Which made feel even more uncomfortable, then I'm already am. I could feel my face turning red.

"Um Baz...I-I don't really know how to say this, but I want...I want to break up with you.  I said my face practically burning up.

Of course Baz starts to get angry and face is more red than mine.

"Excuse me, What did you say." Baz says trying really hard not to yell.

I could fell my eyes starting to water, I keep sniffing hoping I wouldn't cry in front of him and the whole school.

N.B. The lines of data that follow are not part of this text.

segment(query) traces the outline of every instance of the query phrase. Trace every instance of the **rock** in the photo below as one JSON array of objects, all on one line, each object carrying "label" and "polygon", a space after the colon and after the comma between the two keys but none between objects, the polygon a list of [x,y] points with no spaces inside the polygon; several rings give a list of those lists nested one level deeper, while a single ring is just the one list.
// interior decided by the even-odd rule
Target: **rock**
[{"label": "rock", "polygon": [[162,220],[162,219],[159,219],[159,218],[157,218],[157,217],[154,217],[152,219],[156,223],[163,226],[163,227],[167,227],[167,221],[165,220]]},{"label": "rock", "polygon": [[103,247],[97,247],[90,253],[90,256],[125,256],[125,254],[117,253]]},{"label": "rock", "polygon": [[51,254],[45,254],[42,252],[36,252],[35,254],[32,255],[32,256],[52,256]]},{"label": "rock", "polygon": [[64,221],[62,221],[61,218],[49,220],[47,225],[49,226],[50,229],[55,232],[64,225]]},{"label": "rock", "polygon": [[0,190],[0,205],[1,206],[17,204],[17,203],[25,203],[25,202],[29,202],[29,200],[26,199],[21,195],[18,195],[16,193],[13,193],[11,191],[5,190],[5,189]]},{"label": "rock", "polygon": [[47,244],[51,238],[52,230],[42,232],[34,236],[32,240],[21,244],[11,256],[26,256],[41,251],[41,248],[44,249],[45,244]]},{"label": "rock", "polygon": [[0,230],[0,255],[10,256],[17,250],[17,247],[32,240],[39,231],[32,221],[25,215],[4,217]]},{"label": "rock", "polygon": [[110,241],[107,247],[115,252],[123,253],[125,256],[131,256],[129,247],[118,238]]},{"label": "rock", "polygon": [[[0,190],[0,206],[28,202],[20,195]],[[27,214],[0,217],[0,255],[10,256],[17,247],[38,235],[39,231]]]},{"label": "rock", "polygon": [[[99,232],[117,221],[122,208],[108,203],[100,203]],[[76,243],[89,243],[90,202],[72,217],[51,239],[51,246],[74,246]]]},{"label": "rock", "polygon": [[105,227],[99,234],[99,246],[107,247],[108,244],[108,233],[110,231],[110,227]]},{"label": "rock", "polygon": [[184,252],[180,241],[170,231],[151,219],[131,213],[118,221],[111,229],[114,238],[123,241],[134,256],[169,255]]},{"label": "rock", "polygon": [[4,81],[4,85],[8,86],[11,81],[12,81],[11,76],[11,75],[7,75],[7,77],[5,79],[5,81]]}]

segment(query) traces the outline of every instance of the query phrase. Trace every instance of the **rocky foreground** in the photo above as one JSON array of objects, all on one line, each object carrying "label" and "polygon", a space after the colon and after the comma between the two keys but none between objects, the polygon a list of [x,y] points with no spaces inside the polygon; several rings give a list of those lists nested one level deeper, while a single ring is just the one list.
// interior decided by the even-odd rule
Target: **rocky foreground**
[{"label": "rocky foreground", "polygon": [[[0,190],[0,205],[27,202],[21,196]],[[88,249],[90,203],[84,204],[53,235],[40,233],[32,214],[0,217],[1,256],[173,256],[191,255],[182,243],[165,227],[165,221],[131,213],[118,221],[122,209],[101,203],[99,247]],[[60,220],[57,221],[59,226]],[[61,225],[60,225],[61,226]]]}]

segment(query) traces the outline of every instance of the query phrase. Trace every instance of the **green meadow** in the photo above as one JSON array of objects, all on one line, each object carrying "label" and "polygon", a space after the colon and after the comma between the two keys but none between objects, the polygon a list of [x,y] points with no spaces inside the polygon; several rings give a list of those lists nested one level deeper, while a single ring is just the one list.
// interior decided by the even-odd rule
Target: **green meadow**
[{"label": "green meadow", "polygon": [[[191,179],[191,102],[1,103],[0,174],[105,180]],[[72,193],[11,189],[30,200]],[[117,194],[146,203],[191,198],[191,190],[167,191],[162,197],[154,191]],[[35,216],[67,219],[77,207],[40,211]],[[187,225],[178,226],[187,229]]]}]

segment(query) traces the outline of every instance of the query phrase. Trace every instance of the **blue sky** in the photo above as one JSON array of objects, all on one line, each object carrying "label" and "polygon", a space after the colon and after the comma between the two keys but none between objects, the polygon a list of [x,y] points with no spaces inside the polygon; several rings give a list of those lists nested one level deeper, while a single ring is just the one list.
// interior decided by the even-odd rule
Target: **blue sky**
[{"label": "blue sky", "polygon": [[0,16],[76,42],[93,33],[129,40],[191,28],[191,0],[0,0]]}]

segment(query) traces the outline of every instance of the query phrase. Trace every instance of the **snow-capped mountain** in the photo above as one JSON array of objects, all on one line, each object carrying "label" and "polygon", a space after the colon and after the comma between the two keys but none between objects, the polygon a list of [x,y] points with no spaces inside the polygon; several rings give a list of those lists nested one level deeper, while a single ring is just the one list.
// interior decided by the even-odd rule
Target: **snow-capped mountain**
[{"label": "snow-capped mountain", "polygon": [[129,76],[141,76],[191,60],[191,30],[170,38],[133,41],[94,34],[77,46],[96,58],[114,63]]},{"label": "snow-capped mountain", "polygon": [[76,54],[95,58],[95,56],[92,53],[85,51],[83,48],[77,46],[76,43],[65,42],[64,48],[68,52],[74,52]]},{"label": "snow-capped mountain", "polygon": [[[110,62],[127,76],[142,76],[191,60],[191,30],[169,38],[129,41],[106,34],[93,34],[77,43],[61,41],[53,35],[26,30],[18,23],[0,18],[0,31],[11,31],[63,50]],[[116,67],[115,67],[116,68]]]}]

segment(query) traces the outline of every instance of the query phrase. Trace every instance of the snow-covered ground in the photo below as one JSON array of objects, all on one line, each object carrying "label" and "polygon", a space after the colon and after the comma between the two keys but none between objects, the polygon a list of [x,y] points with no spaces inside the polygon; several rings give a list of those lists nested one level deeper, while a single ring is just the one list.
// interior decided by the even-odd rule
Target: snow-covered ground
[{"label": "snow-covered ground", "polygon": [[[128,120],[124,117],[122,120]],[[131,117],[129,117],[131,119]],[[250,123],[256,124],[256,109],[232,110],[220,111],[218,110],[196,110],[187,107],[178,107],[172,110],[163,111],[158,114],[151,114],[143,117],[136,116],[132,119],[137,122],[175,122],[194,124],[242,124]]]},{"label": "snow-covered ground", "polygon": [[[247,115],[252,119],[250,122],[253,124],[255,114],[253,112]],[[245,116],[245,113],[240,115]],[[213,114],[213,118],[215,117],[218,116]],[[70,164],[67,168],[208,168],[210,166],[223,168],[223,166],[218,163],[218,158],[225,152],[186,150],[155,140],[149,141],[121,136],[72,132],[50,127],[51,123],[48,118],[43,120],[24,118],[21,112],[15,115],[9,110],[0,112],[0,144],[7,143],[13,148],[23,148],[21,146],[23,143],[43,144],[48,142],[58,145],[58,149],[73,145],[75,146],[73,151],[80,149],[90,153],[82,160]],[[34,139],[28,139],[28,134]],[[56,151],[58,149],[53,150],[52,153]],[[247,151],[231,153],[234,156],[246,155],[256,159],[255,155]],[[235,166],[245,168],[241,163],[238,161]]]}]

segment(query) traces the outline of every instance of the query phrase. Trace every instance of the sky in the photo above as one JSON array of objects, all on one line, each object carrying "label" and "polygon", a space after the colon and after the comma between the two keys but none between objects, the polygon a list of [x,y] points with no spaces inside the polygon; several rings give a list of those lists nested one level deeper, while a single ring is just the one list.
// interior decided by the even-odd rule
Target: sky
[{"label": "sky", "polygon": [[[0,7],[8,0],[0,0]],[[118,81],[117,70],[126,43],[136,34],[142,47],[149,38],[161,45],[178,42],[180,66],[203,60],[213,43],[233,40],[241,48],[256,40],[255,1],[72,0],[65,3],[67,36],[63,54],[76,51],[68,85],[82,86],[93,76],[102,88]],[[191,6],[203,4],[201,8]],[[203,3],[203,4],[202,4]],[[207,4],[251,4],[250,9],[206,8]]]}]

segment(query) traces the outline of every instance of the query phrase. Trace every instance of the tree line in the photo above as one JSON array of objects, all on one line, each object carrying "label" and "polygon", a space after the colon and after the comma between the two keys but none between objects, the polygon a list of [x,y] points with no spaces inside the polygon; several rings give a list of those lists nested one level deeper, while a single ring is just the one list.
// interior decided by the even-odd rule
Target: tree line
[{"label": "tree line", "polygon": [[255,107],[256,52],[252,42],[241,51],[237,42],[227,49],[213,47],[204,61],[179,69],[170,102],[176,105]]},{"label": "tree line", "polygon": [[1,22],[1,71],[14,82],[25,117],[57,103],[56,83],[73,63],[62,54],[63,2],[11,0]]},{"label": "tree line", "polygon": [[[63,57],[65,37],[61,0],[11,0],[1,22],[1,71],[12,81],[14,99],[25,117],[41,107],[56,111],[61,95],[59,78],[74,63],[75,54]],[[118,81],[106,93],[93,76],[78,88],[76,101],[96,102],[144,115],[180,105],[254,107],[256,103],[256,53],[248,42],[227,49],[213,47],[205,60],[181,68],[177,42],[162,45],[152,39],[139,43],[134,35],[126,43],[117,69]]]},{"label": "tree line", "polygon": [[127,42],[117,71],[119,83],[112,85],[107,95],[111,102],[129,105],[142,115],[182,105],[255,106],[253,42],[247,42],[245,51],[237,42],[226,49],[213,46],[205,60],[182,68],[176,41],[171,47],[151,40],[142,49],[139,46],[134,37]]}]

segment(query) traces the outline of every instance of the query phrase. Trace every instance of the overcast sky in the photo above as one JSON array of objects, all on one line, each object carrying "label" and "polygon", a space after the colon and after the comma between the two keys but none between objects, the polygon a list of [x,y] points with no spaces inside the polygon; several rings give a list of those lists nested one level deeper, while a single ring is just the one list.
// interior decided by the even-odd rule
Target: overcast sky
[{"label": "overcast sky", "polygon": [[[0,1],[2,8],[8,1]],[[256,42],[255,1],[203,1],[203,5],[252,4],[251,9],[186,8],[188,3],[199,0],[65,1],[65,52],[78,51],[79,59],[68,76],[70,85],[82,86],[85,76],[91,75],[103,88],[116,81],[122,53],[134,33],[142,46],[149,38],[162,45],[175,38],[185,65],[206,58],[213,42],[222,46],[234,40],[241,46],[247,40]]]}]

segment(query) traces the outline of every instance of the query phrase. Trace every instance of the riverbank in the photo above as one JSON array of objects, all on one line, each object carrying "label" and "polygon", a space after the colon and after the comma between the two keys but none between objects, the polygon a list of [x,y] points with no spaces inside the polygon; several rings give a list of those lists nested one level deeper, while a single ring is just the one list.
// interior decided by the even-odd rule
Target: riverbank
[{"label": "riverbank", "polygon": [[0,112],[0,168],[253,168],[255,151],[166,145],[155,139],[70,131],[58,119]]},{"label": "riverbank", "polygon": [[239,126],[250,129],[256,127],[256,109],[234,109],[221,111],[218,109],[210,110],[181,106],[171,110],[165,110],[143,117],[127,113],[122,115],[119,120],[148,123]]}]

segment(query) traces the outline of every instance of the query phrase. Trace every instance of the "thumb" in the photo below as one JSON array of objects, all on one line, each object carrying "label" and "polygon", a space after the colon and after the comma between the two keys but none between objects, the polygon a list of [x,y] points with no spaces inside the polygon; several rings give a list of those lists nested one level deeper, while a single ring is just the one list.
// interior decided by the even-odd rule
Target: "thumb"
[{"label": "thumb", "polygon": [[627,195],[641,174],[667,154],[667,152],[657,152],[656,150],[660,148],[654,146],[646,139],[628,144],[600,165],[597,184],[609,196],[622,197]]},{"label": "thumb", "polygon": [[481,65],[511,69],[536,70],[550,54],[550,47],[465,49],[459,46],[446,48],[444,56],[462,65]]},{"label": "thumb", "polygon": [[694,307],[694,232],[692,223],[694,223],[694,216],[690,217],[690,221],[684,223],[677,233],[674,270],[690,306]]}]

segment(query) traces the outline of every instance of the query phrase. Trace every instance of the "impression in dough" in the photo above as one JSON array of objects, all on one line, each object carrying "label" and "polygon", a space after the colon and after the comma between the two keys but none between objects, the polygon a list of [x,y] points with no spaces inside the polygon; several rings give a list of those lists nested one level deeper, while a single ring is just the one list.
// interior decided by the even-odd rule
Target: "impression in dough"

"I-I said, I want to break up with you..." "It's not you, it's me, but mostly you, exactly it's all you" I know that sounds rude but it's true (don't lie you know it's true too).

"No one....no one has ever broken up with me, ever, Lauren you're making a big mistake!" Baz said nearly screaming, and drawing some attention.

I could feel my face start to heat up, and my stomach feeling queasy, from embarrassment, why must Baz yell when something doesn't go his way. It's really annoying. Baz was still standing on rage waiting for an answer, I tried to stay calm without yelling and making a fool of myself.

"Because they're scared and they know if they do, you're gonna get all mad, like you are now. If had enough of it, it's really pathetic and sad. I want to be with someone who doesn't boss me around and tell me what to do and what not to do and also forcing me to do things I don't wanna do. I can't take it anymore! Good bye Baz..." I said walking away.

Omg I can't believe what I just did and in such a calm voice too. I thought I was gonna explode with rage and go off on his ass. Well I kinda did, but it wasn't as bad as I thought it would be.